I feel myself being pulled, lifted by cold hands I can’t see. I scream in pain, but the sound is swallowed instantly, or maybe it’s only in my head.
Where am I?
I hit something hard and cry out.
ITSOKAY.
I am dying.
It comes to me suddenly, grabs the breath from my lungs.
I am dying.
September 3, 2010
4:39 A. M.
Johnny Ryan woke, thinking, Something’s wrong. He sat upright and looked around.
There was nothing to see, nothing out of place.
He was in his home office, on Bainbridge Island. Once again, he’d fallen asleep working. The curse of the working-from-home single parent. There weren’t enough hours in the day to get everything done, so he stole hours from the night.
He rubbed his tired eyes. Beside him, a computer monitor revealed a frozen image, pixilated, of a ratty-looking street kid sitting beneath a crackling, on-and-off neon sign, smoking a cigarette down to the filter. Johnny hit the play key.
On-screen, Kevin—street name Frizz—started talking about his parents.
They don’t care, the kid said with a shrug.
What makes you so sure? Johnny asked in the voice-over.
The camera caught Frizz’s gaze—the raw pain and angry defiance in his eyes as he looked up. I’m here, aren’t I?
Johnny had watched this footage at least one hundred times. He’d talked to Frizz on several occasions and still didn’t know where the kid had grown up, where he belonged, or who was waiting up at night for him, peering into the darkness, worrying.
Johnny knew about a parent’s worry, about how a child could slip into the shadows and disappear. It was why he was here, working day and night on a documentary about street kids. Maybe if he looked hard enough, asked enough questions, he’d find her.
He stared at the image on-screen. Because of the rain, there hadn’t been many kids out on the street on the night he’d shot this footage. Still, whenever he saw a shape in the background, a silhouette that could be a young woman, he squinted and put on his glasses, peering harder at the picture, thinking: Marah?
But none of the girls he’d seen while making this documentary was his daughter. Marah had run away from home and disappeared. He didn’t even know if she was still in Seattle.

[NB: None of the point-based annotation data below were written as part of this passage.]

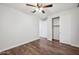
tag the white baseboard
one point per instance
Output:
(17, 45)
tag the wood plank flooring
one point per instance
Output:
(43, 47)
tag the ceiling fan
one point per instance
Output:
(39, 7)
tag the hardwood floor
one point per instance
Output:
(43, 47)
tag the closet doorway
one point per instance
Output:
(55, 28)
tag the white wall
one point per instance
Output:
(16, 28)
(69, 26)
(43, 28)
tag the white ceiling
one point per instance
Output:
(57, 7)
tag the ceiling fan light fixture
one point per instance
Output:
(39, 9)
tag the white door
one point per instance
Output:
(55, 28)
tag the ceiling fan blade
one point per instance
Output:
(30, 5)
(51, 5)
(43, 11)
(78, 5)
(33, 11)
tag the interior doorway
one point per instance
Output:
(55, 28)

He turned off the lights in his upstairs office and walked down the dark, quiet hallway. To his left, dozens of family photographs, framed in black and matted in white, hung along the wall. Sometimes he stopped and followed the trail of these pictures—his family—and let them pull him back to a happier time. Sometimes he let himself stand in front of his wife’s picture and lose himself in the smile that had once illuminated his world.
Tonight, he kept moving.
He paused at his sons’ room and eased the door open. It was something he did now: check obsessively on his eleven-year-old twins. Once you’d learned how bad life could go, and how quickly, you tried to protect those who remained. They were there, asleep.
He released a breath, unaware that he’d drawn it in, and moved on to Marah’s closed door. There, he didn’t slow down. It hurt too much to look in her room, to see the place frozen in time—a little girl’s room—uninhabited, everything just as she’d left it.
He went into his own room and closed the door behind him. It was cluttered with clothes and papers and whatever books he’d started and stopped reading and intended to pick up again, when life slowed down.
Heading into the bathroom, he stripped off his shirt and tossed it into the hamper. In the bathroom mirror, he caught sight of himself. Some days when he saw himself, he thought, Not bad for fifty-five, and sometimes—like now—he thought, Really?
He looked … sad. It was in the eyes, mostly. His hair was longer than it should be, with fine strands of gray weaving through the black. He always forgot to get it cut. With a sigh, he turned on the shower and stepped in, letting the scalding-hot water pour over him, wash his thoughts away. When he got out, he felt better again, ready to take on the day. There was no point in trying to sleep. Not now. He towel-dried his hair and dressed in an old Nirvana T-shirt that he found on the floor of his closet and a pair of worn jeans. As he headed back into the hallway, the phone rang.
It was the landline.
He frowned. It was 2010. In this new age, only the rarest of calls came in on the old number.